For Stewart, it’s helpful to have an idea of how, as a practitioner, we also keep ourselves safe. “And part of what keeps us safe is our contract and the contract that we build with our clients.”

 Looking back, Stewart realizes that when she set up her own business, she wasn’t healed sufficiently to fully show up. “My personal challenge from when I started Point of Light until now was that I’d not finished healing enough to show up. It’s hard to have your own business if the Liz behind [it] hasn’t found a way to express herself so that the right people can find her. It’s taken a while, but [now] I’m kind of standing here, going, ‘OK, where are the people who would like to heal?’… If I was to bring my resourced one to the world and to the people who could use what I do, how do I speak them in a way that they go, ‘Ah, there’s Liz’?”

On her mental health crisis, she says, “I’m so glad I kept the journal every day, because to go back and read that, it’s quite shocking to see where I was and what I was experiencing… that experience is kind of the opposite of spiritual bypassing. You can spiritually bypass, or you can be in a place where you profoundly meet yourself in a way that you’d never expected. And I think that’s what my experience was. I was absolutely terrified of not getting ‘back to normal’.”

“I’ve always described it as falling into the pit… I knew from the moment I was falling in, trying to scramble my way out of the hallway I was going in, that I wasn’t going backwards.

“As a coach supervisor, that’s what’s I bring –  all of what I’ve got now – that concept of working beyond the edges. We’re not just working within a traditional supervision space, [all this] is what I’m pulling on there. I’m thinking just how rewarding it is, creating spaces for coaches where I don’t have to hold the river bank.

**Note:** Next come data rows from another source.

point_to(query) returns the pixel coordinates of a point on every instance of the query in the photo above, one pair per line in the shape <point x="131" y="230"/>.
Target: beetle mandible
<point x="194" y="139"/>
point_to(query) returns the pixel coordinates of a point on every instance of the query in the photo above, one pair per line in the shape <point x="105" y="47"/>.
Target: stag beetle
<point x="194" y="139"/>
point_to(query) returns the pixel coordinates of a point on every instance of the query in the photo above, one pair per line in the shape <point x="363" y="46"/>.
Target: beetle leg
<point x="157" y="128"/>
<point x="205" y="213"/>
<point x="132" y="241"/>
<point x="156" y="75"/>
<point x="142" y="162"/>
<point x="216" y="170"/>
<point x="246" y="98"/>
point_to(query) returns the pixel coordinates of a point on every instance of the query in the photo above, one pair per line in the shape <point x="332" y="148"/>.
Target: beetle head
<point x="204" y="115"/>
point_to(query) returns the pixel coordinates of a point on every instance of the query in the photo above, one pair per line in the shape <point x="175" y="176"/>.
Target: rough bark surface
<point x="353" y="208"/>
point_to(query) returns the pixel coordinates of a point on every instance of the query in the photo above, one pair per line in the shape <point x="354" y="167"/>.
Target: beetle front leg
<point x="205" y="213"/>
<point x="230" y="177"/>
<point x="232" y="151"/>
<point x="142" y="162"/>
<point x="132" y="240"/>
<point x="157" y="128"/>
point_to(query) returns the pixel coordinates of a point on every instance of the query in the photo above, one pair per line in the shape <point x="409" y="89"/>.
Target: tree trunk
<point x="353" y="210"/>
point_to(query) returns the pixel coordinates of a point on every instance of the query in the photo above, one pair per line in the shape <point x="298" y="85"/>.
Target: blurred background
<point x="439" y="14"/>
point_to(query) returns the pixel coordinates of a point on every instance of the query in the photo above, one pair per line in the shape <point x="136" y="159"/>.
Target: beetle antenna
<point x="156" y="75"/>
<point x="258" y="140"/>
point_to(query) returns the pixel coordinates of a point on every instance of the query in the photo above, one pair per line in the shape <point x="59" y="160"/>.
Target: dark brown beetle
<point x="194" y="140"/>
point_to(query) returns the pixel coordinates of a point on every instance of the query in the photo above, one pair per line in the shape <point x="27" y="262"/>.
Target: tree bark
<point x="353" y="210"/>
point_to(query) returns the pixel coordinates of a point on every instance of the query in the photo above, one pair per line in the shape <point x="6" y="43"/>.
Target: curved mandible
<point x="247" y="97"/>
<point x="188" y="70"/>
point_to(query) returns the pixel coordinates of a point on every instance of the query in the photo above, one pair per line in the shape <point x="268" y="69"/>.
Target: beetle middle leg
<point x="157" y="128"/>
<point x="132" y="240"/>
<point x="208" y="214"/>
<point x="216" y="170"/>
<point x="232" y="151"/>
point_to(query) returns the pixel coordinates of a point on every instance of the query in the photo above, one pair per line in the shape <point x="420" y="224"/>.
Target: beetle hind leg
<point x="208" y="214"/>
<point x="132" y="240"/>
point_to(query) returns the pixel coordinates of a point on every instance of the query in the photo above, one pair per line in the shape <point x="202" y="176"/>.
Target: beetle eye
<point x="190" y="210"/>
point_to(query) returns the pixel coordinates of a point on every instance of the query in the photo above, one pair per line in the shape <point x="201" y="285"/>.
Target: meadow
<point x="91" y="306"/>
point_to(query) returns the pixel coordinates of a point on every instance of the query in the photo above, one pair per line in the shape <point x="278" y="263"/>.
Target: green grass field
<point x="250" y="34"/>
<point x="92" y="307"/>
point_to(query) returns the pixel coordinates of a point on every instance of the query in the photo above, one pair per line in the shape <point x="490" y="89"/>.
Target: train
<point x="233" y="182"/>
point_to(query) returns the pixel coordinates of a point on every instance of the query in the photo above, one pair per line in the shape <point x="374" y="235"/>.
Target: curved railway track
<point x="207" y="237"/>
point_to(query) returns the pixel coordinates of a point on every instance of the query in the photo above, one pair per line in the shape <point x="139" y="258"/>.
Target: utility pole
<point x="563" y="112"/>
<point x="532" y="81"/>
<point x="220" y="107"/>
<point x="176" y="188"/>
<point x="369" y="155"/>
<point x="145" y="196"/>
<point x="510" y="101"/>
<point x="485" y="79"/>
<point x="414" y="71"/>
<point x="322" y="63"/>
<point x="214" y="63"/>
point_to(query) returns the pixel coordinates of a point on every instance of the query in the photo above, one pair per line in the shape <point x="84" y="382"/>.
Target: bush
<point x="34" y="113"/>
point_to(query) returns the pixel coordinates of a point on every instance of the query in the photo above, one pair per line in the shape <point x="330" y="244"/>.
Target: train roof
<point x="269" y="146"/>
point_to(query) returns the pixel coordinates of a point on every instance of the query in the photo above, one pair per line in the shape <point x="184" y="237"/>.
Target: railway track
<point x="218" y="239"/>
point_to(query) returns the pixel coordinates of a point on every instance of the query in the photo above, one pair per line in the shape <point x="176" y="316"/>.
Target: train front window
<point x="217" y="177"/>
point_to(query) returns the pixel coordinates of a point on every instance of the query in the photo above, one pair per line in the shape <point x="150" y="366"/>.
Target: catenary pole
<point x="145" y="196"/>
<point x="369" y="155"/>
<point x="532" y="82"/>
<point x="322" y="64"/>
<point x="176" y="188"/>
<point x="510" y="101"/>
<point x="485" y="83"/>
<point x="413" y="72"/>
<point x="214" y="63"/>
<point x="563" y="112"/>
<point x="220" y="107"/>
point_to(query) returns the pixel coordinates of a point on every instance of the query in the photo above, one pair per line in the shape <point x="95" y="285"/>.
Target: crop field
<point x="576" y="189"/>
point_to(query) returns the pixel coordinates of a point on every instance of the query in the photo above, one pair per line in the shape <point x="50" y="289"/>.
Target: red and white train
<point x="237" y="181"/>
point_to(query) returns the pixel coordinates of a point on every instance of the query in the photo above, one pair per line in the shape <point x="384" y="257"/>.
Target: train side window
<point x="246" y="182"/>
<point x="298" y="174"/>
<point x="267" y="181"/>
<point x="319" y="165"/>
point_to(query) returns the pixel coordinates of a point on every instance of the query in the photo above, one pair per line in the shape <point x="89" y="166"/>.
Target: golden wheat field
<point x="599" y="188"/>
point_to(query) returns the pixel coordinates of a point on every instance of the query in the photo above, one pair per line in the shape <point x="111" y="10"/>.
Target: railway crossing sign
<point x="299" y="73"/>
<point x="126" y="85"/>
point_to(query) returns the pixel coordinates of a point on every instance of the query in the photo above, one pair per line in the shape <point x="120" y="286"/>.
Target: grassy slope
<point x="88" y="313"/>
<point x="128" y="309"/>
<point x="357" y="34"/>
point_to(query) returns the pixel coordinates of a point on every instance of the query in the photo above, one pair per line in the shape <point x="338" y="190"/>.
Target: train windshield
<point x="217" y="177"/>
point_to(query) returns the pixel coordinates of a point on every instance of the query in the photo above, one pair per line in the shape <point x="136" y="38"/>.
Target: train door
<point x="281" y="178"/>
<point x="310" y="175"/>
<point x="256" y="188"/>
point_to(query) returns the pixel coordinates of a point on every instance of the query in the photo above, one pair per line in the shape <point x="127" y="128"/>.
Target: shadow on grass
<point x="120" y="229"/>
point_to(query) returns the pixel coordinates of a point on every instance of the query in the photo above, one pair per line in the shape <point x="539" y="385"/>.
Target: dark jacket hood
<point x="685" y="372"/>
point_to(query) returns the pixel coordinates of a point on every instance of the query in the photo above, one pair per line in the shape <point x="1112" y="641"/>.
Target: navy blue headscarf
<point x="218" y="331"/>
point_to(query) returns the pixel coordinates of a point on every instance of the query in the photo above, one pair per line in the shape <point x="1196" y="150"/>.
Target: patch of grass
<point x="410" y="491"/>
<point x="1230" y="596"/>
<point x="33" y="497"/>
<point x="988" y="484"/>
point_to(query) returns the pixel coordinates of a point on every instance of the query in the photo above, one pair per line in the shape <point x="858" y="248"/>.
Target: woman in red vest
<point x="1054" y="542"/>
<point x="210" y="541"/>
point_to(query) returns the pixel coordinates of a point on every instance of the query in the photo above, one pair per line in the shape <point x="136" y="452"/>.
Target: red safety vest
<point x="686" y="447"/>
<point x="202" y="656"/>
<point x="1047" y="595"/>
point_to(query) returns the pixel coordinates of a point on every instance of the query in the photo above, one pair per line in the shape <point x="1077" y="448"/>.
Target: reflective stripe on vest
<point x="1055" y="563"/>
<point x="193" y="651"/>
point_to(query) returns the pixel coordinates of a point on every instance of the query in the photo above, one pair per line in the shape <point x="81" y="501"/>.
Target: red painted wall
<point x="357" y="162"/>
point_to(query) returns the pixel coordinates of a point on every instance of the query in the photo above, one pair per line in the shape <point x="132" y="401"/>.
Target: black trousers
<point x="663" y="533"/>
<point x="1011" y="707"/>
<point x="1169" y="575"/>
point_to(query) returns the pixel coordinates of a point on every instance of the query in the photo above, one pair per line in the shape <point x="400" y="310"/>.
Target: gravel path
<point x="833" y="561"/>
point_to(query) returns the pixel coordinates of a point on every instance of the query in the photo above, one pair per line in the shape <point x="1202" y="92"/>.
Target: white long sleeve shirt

We can just paddle for a bit.

 

Vertical development

Another approach that informs her work is vertical development: “It’s profoundly helped and enabled me, and my clients as well…it’s given me a real map of what space my clients might be in, the language I can use to relate to them.

“In terms of what the world needs, when I think of my supervision offering and what I’m working towards, how do we move into a more post-conventional (later meaning-making stages) space? if we keep doing what we’ve always done, the world’s not going to recover. We’ve got a very, very narrow window of opportunity, and I think [it’s about] raising awareness of the difference [needed], respecting that there’s a place for everybody.

“I find the world a hard place to be in at the moment, so I am choosing not to look away, especially if we’re talking or thinking about Palestine. I find the lack of humanity and response to that is unbearable. On LinkedIn, I’ve chosen to make connections and learn and discover things. And each day, I’m scared when I open my LinkedIn feed, because what I’ve chosen to have in there. Where’s the compassion in the humanity in the world? It confuses my soul. Maybe I can’t create a cease fire but part of my commitment is, I will not look away.  

 

References

  • Ruiz, D. M., & Mills, J. (1997). The Four Agreements: A practical guide to personal freedom. Hay House, Inc.
  • Steare, R. (2009). Ethicability: How to decide what’s right and find the courage to do it. Roger Steare Consulting Limited.